Robust Partitioned Visual Servoing for Aerial Manipulation Utilizing Controllable-Space Image Planning and Adaptive Image Representation
Mohammad Soltanshah, abolfazl eskandarpour, mehran mehrandezh, Kamal Gupta
Abstract
In the pursuit of object retrieval using an aerial manipulator, developing robust visual servoing techniques in the presence of projection and motion model uncertainties is paramount. This paper proposes a novel approach to con- ducting image-space planning within the controllable-space of the aerial manipulator. Our new strategy resolves the inherent challenge of adhering to a piecewise linear camera trajectory which is infeasible for an aerial manipulator due to the platform’s underactuation and presence of secondary tasks for visual servoing.
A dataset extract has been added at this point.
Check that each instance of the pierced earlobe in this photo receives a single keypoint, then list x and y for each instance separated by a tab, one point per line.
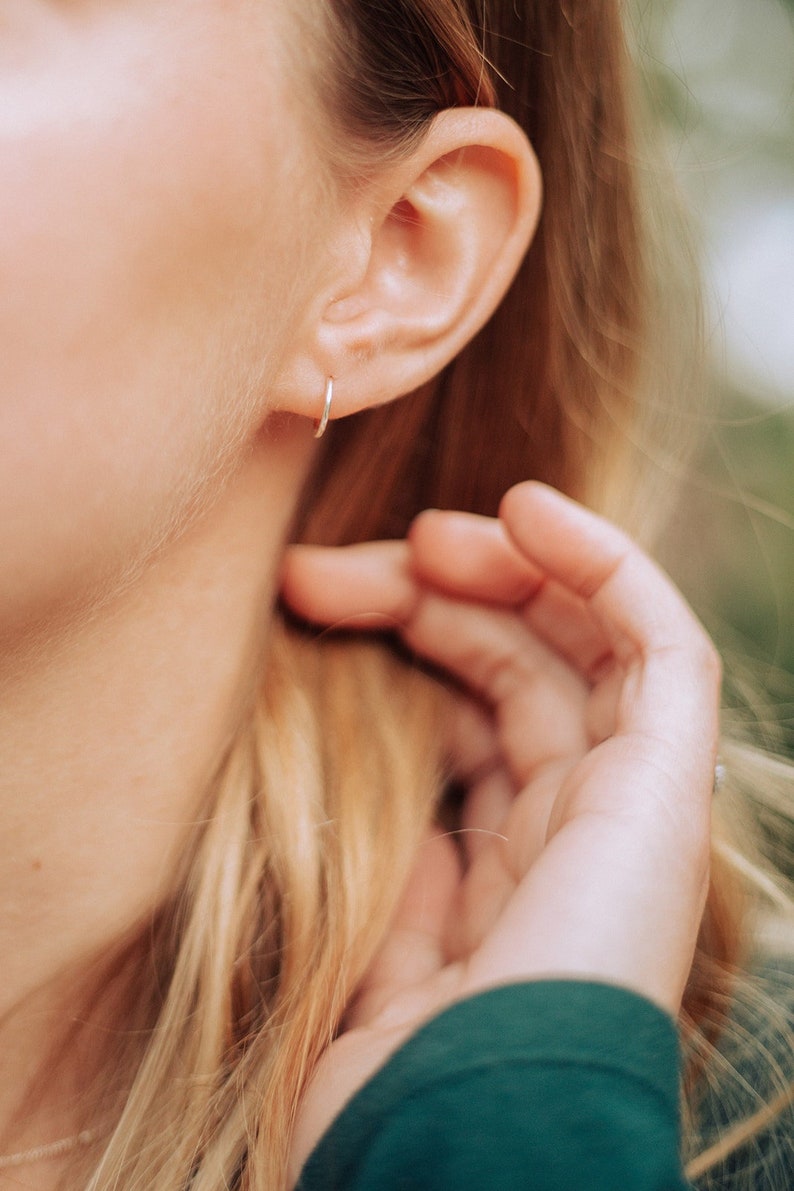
319	426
Through this approach, we introduce center of gravity alignment and camera orientation potential fields without relying on specific degrees of freedom from the arm. Moreover, we introduce a new approach that utilizes an image-resolution scaling technique involving an adaptive virtual camera focal length, leading to a numerically well-conditioned image Jacobian. Our proposed framework maintains robustness to the uncertainty in the intrinsic parameters of the camera. We substantiate the efficacy of our methodology through experiments conducted in a realistic physics-based simulation environment.